La connaissance des « ethnométhodes » d’un milieu, acquise par l’observation des routines des acteurs, constitue une nécessité pour les travailleurs de rue en vue de s’approprier les codes nécessaires à la reconnaissance de leur « compétence » à occuper une place parmi eux (Coulon, 1987). Cette connaissance passe par un processus progressif d’immersion dans les espaces de vie des populations : « le temps est le meilleur allié du travailleur de rue dans son intégration au milieu : il n’y arrive pas avec ses gros sabots mais cherche plutôt à graduellement faire partie des meubles » (Collectif de l’ATTRueQ, 1997 : 29). C’est en côtoyant régulièrement les milieux que le travailleur de rue apprend, par exemple, à s’insérer dans les modes de salutation des jeunes aux alentours du métro lors des sorties de classe ou encore à s’engager dans les dynamiques de conversation des adultes qui fréquentent quotidiennement un bar du quartier.

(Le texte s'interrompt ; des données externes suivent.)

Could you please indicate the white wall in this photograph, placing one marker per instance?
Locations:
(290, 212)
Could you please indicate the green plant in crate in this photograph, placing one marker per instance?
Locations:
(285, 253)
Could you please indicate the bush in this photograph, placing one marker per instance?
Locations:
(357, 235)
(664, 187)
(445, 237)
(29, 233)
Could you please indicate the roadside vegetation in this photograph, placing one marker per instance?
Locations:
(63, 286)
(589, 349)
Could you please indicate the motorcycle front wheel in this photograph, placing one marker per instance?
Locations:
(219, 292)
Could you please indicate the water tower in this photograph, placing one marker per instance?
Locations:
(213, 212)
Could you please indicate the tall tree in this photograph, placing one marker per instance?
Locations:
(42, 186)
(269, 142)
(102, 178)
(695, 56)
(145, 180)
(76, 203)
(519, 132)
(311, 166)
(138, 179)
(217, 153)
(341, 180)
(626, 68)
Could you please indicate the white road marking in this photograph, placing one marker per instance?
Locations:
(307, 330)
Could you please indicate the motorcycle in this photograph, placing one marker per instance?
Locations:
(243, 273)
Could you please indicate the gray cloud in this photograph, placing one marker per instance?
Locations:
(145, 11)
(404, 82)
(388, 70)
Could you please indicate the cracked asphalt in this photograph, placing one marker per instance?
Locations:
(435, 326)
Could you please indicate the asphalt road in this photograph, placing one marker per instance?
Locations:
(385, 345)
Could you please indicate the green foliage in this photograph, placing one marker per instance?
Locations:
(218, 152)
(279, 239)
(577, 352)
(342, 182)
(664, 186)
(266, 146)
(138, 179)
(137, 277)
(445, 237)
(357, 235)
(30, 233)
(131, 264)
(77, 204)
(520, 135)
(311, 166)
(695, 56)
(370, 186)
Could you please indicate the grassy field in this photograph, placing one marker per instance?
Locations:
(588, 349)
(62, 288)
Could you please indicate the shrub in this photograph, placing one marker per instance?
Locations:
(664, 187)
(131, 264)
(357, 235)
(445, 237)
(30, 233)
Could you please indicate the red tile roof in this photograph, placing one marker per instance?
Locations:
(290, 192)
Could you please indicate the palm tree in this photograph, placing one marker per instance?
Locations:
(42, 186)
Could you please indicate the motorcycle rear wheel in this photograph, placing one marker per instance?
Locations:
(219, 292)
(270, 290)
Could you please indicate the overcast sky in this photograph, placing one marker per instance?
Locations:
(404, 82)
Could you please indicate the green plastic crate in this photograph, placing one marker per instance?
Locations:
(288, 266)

Comme le relève la majorité des productions écrites sur le travail de rue, « l’étapisme » est fortement valorisé comme mode d’approche : « La première étape, cruciale pour les suivantes, implique de prendre le temps d’atterrir dans un milieu, de le découvrir, de l’observer, de l’infiltrer, c’est-à-dire de traverser ses filtres… » (Fontaine, 2006 : 80). Cette période consacrée à « tâter le pouls » du milieu investi constitue une étape essentielle selon les membres du réseau international en travail de rue : « prendre le temps de ne “rien faire” est un moment nécessaire en travail de rue afin de s’imprégner de l’ambiance et des codes d’un milieu tout en se dessinant subtilement une place sans brusquer les publics visés avec l’imposition de son mandat » (Giraldi et de Boevé, 2008 : 37).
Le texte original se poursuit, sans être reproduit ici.